India’s Fabric production slows down
India’s fabric production slackened a bit in the last few months. During April-January 2016-17 fabric production at 53513 million m2 was 0.10 % lower than in the previous year’s period.
Production of cotton fabric improved 1.62 % to 32263 million square metres during this time. Production of blended fabric at 9132 million m2 was 2 % than CPLY. And production of MMF fabric was down 5.79 % to 12118 million m2.
Mills maintain fabric share at 3.56%
Production of fabric by the mill sector was at 1906 m2, a slight fall of 1.29 %. The share of mill sector in total fabric production also fell to 3.56 % from 3.60 %, during the period under review. Cotton fabric production by the mill sector at 1263 million m2 produced less of blended fabric during the period. At 579 million m2, production was 4.93 % lower. MMF fabric production at 63 million m2 remained unchanged during the period.
Handlooms fare better with government support
Total fabric production of the handloom sector was 6697 million m2, a growth of 6.25 %. Cotton fabric production at 5907 million grew 4.86%. Blended fabric production was up 4.6 % to 91 million square metres. And MMF fabric production witnessed the highest growth of 20.07 %. The improved performance of the handloom sector in the last couple of years can be attributed to the strong government support for this sector.
Production in the powerloom sector falls
Powerlooms, which account for the largest share of fabric production, witnessed a decline of 1.79% during April-January of the current fiscal year. Production was to the tune of 30303 million square metres. Cotton fabric production was slightly lower by 0.11% to 13068 million m2. Production of blended fabrics at 6711 million m2 was 3.28 % higher than in CPLY. MMF fabric production in the powerloom sector also fell by 6.68 %, to 10523 million m2.

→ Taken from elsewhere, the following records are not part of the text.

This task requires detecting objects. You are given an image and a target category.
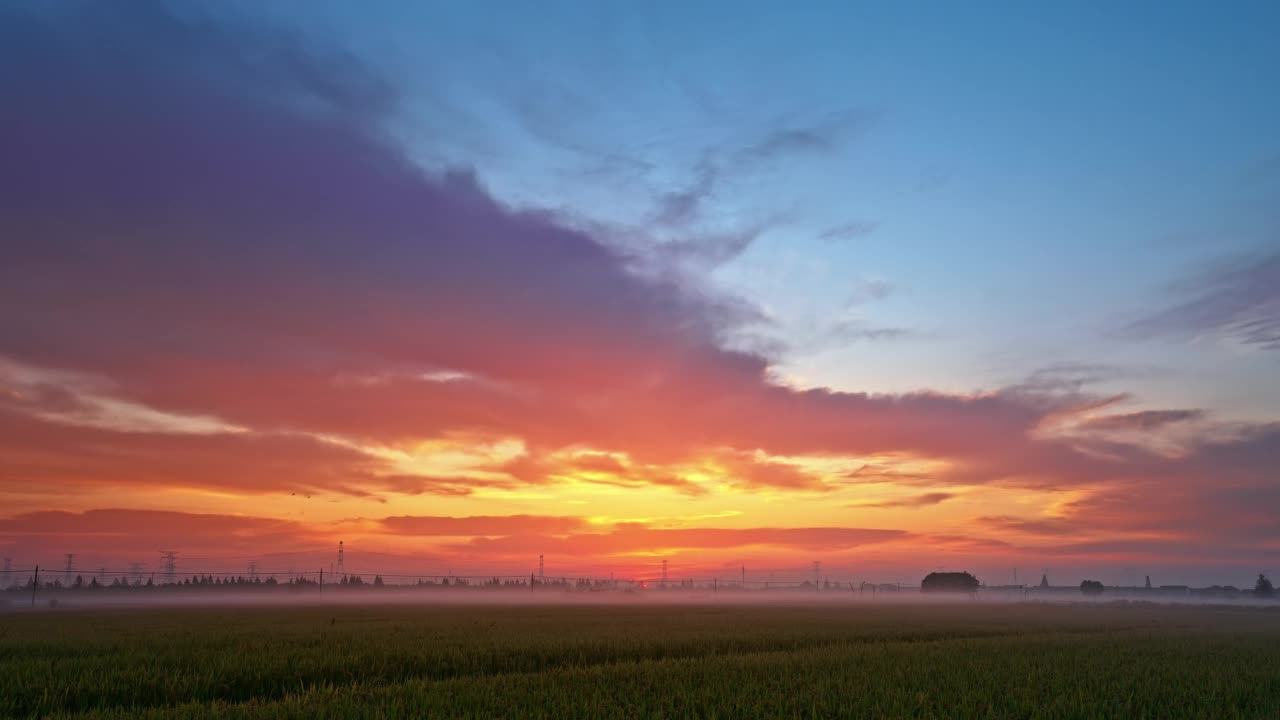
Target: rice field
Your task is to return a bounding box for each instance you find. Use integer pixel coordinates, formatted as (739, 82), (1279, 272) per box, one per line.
(3, 601), (1279, 718)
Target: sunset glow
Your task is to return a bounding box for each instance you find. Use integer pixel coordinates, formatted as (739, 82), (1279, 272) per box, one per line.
(2, 1), (1277, 587)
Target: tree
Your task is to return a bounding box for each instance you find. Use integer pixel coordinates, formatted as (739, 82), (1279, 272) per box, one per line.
(1080, 580), (1104, 596)
(373, 575), (384, 587)
(1256, 574), (1275, 598)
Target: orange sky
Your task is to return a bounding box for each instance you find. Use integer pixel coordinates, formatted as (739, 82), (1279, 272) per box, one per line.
(1, 3), (1277, 588)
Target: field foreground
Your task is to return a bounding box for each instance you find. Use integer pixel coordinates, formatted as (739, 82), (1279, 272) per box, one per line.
(3, 602), (1279, 718)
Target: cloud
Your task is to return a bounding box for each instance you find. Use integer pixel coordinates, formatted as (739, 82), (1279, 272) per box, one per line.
(0, 407), (390, 497)
(845, 277), (894, 306)
(1126, 254), (1280, 351)
(825, 321), (912, 343)
(379, 515), (588, 536)
(975, 515), (1080, 536)
(1076, 410), (1205, 432)
(736, 111), (874, 164)
(0, 2), (1277, 576)
(455, 525), (908, 557)
(850, 492), (956, 509)
(0, 509), (319, 561)
(818, 221), (880, 242)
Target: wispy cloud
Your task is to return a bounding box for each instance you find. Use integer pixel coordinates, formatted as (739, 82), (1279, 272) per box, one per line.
(818, 221), (880, 242)
(849, 492), (955, 509)
(1126, 254), (1280, 351)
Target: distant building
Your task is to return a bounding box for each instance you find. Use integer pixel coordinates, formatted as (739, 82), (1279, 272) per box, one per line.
(921, 572), (979, 593)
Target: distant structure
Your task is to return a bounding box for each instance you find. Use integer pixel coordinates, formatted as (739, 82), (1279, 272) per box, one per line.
(337, 541), (345, 577)
(538, 554), (544, 578)
(1039, 573), (1050, 588)
(921, 571), (979, 593)
(128, 562), (144, 586)
(1080, 580), (1104, 595)
(813, 561), (821, 589)
(64, 553), (75, 586)
(159, 550), (177, 584)
(1145, 575), (1152, 589)
(661, 559), (669, 588)
(2, 558), (10, 588)
(247, 561), (258, 581)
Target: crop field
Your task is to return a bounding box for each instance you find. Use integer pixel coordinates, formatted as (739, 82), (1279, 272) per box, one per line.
(3, 601), (1279, 719)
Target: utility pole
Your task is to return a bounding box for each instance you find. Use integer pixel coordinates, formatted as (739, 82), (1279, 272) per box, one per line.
(337, 541), (344, 578)
(31, 565), (39, 607)
(538, 554), (544, 579)
(159, 550), (177, 585)
(741, 565), (746, 589)
(813, 561), (821, 591)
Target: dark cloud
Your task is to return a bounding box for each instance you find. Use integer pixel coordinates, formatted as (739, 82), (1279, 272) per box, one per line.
(850, 492), (955, 509)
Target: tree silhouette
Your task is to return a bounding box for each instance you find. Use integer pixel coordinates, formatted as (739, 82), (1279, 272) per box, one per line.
(1080, 580), (1104, 596)
(1257, 574), (1275, 598)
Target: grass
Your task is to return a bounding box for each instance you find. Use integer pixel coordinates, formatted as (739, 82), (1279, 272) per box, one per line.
(2, 601), (1279, 718)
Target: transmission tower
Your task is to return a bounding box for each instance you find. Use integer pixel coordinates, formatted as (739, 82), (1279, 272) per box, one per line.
(337, 541), (345, 576)
(64, 553), (75, 585)
(813, 561), (822, 590)
(159, 550), (177, 584)
(247, 561), (257, 581)
(538, 554), (544, 578)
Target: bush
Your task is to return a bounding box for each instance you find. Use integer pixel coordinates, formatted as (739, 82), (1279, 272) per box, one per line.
(1080, 580), (1104, 596)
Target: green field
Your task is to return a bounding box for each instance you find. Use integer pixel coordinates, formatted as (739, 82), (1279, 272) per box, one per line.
(3, 601), (1279, 719)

Hosiery production picks up
Knitted fabric production at 14608 million m2 was 0.93 % higher than in CPLY. Cotton fabric production grew 2.13% to 12025 million m2. Blended fabric production fell marginally by 0.51 % to 1750 million m2. And MMF fabric production fell sharply by 11.58 % to 832 million m2.
Mills accounted for 3.56 % of the total fabric production, the powerloom sector 56.63 %, hosiery 27.30%, and handlooms 12.51%. While fabric production by mills and powerlooms over the last 3-4 years has remained almost unchanged, production in the handloom and hosiery sectors has picked up significantly.
Weaving investments from December-February
In the last three months from December- February, the DIPP received 19 IEMs for fabric manufacturing and processing. A knit fabric manufacturing facility is expected to come up in Andhra Pradesh. Gujarat has once again emerged the textile investment destination of choice. In the last three months, five proposals for fabric manufacturing and finishing of fabrics have been received.
Weavers will have to wait it out for better times
Investments have slowed down since November, and capacity utilisations are down. The demonetisation in November had its impact on production and sales, with weavers burdened with huge inventories, due to cash crunch and the change to cashless transactions. With almost 60-70% of fabric production in the decentralised & unorganised sector, fabric sales have been impacted.
Moreover, the higher input prices has further affected fabric production. This is coupled with lower demand for apparel, both in the export and domestic market, adding to the pile-up of fabric inventories. Fabric manufacturers will have to wait it out some more before markets and demand start improving. More importantly, weavers will have to start going cashless, a practice that is very new to this industry. Hopefully, the GST will help in organising the industry and making it financially compliant.